Il porno spiegato è l'ultima frontiera della rielaborazione culturale del sesso
Se il porno diventa maestro di sesso non è per forza un male. L'impegno di Stoya e un ripensamento che era necessario
Stoya ha trentuno anni e fa l’attrice di film porno. La riconoscono per strada pure le ragazzine. Quando ha iniziato, dieci anni fa, si è detta che, da grande o da pentita, non avrebbe mai potuto intraprendere alcune carriere, prima tra tutte quella da insegnante. “Poco male, visto che non mi interessava formare giovani menti”, ha scritto sul New York Times, prima di raccontare di essersi ritrovata, invece, proprio a fare l’educatrice. Come? Ha trovato una scuola statunitense disposta ad assumere impresentabili in cerca di seconde chance? E’ stata inserita in un programma sulla redimibilità? No. Più semplicemente, ha deciso di accettare che, per sopravvivere ora che tutto è trauma, alla pornografia corre l’obbligo che corre a tutto e a tutti: rendersi presentabile.
Il mese scorso, i legislatori della Florida hanno votato affinché il porno venisse dichiarato un rischio per la salute pubblica e questo è l’esempio che Stoya riporta per descrivere il clima al quale lei e molti suoi colleghi hanno deciso di adattarsi, girando film meno espliciti e corredati da contributi divulgativi, che non solo spieghino come si fa sesso, come ci si protegge dai suoi rischi e impartiscano l’educazione sessuale che le scuole non sembrano né capaci né disposte a garantire, ma pure offrano un reality della pornografia (tipo: vedete, ragazzi, questo è un frustino e questo uno slip, non confondeteli; quest’altro, invece, è un attore e, come è evidente anche a voi da casa, nessuno sta facendogli del male, ma ora lasciamolo a concentrarsi, gli aspetta una parte complessa!). Durante questi clippini divulgativi, alcuni attori rispondono a domande sulla prevenzione delle malattie socialmente trasmissibili e, già che ci sono, ad altre su come (e se) il capitalismo sfrutti i loro corpi. Ci sono registi che tengono un diario di bordo delle riprese e lo pubblicano online. Altri ancora trasmettono dirette Facebook dalla cabina di regia, svelando i trucchi, le finzioni, l’artificio di ogni amplesso, la meccanica di ogni eccitazione: ciascuna performance finisce su un piano di assi cartesiani e il pubblico viene equipaggiato del necessario per stabilirne la credibilità.
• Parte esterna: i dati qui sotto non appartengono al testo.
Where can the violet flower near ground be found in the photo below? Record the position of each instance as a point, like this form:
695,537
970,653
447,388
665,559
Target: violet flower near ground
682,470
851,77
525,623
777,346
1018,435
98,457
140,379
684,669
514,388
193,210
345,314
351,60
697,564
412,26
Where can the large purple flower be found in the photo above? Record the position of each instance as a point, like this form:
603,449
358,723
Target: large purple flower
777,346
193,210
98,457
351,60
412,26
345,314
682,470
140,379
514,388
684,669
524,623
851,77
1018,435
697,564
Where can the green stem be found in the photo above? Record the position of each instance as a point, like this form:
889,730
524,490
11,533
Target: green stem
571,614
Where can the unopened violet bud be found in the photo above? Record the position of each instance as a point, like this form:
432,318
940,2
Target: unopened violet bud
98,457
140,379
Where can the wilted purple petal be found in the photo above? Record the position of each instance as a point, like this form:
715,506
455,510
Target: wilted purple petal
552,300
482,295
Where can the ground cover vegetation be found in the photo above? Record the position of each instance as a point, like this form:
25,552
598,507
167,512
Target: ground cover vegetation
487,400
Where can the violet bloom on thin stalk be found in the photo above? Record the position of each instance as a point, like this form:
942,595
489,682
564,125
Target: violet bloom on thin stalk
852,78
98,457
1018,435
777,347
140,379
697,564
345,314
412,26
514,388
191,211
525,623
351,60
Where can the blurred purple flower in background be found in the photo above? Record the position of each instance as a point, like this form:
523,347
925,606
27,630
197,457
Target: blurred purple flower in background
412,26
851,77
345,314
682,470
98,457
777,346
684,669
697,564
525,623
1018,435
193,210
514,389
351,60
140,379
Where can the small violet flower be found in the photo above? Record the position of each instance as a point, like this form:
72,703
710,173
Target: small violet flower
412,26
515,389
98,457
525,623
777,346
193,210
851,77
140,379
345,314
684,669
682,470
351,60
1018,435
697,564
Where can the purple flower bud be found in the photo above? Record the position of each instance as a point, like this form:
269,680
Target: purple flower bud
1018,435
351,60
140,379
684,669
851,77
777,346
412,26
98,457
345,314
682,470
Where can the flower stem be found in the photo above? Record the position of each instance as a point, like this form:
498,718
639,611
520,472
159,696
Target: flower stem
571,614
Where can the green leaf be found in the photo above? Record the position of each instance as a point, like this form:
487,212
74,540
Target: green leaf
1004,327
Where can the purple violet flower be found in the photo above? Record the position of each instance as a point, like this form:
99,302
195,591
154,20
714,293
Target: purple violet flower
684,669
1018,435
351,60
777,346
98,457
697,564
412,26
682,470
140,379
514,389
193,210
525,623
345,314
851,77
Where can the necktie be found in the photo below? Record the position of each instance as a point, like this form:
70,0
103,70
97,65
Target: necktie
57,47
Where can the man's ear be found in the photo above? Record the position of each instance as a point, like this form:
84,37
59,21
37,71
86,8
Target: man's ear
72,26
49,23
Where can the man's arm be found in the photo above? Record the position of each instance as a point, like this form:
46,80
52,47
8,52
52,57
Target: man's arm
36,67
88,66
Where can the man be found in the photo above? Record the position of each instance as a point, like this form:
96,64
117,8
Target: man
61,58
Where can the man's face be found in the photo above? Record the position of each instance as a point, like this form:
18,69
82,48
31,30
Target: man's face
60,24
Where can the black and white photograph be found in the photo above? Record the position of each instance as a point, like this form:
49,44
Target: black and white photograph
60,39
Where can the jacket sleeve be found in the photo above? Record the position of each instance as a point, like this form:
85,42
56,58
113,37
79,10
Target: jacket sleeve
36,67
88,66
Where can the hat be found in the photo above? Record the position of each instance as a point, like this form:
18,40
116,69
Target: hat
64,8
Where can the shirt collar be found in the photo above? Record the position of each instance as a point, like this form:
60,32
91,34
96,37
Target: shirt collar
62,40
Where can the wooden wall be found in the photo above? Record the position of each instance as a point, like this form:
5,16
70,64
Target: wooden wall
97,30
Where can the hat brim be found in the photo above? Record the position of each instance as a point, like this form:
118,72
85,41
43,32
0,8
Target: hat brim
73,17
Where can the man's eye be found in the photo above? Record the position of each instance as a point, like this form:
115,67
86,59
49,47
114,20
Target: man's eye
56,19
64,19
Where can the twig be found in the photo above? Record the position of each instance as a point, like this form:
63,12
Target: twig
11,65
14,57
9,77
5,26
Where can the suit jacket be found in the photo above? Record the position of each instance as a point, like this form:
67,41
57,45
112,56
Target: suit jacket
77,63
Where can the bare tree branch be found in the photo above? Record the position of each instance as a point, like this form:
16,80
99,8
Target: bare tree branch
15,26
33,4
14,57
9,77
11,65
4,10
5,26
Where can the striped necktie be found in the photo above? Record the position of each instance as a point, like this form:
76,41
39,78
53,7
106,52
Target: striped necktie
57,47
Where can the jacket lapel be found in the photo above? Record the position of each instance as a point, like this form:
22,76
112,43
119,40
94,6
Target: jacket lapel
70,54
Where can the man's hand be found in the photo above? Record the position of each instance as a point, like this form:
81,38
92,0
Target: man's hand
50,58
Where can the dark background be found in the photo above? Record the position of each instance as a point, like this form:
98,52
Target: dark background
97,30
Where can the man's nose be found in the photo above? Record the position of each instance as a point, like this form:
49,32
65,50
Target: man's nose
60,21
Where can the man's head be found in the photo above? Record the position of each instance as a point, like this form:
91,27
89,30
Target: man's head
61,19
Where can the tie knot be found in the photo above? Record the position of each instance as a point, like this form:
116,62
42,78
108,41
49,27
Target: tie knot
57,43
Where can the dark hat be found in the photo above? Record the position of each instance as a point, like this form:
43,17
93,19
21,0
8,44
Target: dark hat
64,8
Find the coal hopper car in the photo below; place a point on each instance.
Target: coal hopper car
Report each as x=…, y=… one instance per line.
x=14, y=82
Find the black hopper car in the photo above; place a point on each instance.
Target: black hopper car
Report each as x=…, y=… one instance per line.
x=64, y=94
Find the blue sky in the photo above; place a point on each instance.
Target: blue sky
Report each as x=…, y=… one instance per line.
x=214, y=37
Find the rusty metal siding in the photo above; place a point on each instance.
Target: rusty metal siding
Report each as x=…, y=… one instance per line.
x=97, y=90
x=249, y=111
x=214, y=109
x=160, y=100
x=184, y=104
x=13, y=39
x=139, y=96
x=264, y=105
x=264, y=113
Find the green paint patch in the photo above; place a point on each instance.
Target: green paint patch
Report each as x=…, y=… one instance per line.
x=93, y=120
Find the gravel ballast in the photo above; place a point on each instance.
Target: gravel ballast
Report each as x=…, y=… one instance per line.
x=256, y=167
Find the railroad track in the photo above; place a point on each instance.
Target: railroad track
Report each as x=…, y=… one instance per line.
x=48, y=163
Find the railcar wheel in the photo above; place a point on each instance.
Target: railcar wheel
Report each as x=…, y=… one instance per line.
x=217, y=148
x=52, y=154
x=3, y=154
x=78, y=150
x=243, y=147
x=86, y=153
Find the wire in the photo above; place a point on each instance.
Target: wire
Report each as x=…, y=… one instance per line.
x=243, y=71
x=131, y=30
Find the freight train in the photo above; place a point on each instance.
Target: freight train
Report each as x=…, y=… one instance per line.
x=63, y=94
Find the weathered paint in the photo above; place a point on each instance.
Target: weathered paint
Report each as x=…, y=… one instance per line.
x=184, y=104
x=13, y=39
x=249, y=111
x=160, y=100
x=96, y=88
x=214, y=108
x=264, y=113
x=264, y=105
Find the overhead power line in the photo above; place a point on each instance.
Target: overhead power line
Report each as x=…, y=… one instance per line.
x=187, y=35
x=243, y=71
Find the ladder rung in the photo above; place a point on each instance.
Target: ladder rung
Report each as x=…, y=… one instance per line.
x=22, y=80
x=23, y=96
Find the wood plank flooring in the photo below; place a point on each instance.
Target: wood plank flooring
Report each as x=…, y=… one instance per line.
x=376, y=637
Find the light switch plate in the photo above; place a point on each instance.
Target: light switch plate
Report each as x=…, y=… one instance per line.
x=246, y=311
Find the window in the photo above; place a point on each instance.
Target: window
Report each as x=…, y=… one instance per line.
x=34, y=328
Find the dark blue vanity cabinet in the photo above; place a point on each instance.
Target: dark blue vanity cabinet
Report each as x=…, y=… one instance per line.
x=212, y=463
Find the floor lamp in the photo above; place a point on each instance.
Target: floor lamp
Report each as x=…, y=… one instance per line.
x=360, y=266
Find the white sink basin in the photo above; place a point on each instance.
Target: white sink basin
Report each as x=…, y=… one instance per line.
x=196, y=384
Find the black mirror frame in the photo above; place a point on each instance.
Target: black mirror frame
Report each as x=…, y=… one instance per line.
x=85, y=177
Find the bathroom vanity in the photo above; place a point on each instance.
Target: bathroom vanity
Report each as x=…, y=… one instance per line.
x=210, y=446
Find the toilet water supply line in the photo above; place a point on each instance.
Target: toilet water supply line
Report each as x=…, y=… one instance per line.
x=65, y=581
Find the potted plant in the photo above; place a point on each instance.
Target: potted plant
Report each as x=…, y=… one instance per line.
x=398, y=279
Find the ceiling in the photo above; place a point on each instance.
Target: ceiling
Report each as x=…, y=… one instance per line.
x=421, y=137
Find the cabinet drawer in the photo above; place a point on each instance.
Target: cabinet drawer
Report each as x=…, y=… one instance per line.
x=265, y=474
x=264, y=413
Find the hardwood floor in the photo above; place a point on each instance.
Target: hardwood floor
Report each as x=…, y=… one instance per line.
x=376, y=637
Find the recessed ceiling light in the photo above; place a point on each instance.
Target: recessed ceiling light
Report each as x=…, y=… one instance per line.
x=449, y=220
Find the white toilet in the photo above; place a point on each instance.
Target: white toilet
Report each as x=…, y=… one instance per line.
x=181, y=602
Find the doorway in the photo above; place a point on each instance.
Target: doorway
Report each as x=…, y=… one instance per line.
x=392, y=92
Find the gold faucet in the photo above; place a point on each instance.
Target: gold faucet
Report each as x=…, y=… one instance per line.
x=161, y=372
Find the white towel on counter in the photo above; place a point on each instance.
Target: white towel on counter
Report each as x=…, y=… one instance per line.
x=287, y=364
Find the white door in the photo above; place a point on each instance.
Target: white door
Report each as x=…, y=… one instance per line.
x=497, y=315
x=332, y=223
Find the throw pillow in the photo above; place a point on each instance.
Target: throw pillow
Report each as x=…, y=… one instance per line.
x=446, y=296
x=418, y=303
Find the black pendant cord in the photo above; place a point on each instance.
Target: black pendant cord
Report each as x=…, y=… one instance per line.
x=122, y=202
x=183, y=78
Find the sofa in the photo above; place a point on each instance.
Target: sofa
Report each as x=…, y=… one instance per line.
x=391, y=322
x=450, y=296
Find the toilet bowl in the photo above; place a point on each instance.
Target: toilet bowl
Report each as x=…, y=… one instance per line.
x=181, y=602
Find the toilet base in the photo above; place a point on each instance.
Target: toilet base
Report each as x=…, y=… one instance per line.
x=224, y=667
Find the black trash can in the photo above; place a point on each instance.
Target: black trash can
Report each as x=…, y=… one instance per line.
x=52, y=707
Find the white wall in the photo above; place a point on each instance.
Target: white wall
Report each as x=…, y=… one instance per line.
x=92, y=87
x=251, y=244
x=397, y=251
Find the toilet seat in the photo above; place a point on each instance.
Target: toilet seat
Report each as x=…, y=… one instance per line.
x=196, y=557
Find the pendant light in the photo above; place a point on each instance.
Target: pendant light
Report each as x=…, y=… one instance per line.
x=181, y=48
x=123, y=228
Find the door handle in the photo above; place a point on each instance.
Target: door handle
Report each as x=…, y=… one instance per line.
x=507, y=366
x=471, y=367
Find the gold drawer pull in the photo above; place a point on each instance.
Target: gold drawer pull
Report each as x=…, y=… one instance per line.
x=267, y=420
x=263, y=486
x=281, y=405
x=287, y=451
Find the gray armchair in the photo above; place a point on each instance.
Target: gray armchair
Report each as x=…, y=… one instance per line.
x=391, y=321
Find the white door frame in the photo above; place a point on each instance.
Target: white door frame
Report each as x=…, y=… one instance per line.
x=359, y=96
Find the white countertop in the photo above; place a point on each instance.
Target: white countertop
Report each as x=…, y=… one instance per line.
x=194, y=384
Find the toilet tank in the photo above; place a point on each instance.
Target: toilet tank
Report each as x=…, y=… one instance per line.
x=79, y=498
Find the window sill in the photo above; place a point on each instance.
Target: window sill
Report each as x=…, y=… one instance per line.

Se il porno diventa maestro di sesso non è per forza un male: è uno sporco lavoro, qualcuno lo deve pur fare (delle scuole meglio non fidarsi, tendiamo a credere che siano ferme più o meno tutte al piano di educazione sessuale varato dal Ministero nel Talkin’ sul sesso di Francesco Guccini, quello che prevedeva lo stanziamento di due miliardi per comperare i cavoli). Stoya, però, ragiona anche su quello che il porno proprio non può fare: spiegare come si ama, stabilire cosa sia giusto o lecito fare per godere, insegnare la reciprocità, dissuadere dalla violenza e dagli abusi. In un’intervista rilasciata a Paper, Stoya ha raccontato di aver partecipato, due anni fa, a una convention sui diritti degli attori del porno: uno di loro era stato pugnalato. Quest’anno, molti di loro hanno aderito alle mobilitazioni del #metoo. Non significa affatto che la pornografia debba assolvere anche a un ruolo di militanza politica, ma è un segnale piuttosto chiaro del fatto che, per sopravvivere, le toccherà contribuire in modo sostanzioso e puntuale alla nuova elaborazione culturale del sesso, non potrà inselvatichirsi nella favolistica separazione dalla mondanità cui, nascendo e sviluppandosi, ha sempre obbedito. E’ evidente che il ripensamento sul sesso, sui suoi confini, sulla volontà, sul piacere, dispiegatosi nel dopo Weinstein, contribuirà al processo, ma non è nel caso Weinstein la scintilla. Non molte settimana fa, il New Yorker si interrogava sul senso che potrebbe avere, oggi, la letteratura erotica o pornografica. C’era almeno un’indicazione interessante: un romanzo può dimostrare che il sesso non è il palcoscenico di irrealtà e sconcezze cui ci ha abituati il porno e può (deve) contribuire a reinserirlo nel quotidiano, a mostrarne la naturalezza, moderando il timore che suscita la sua narrazione esasperata. Tuttavia, alla propria gentrificazione il porno aveva già cominciato a pensare.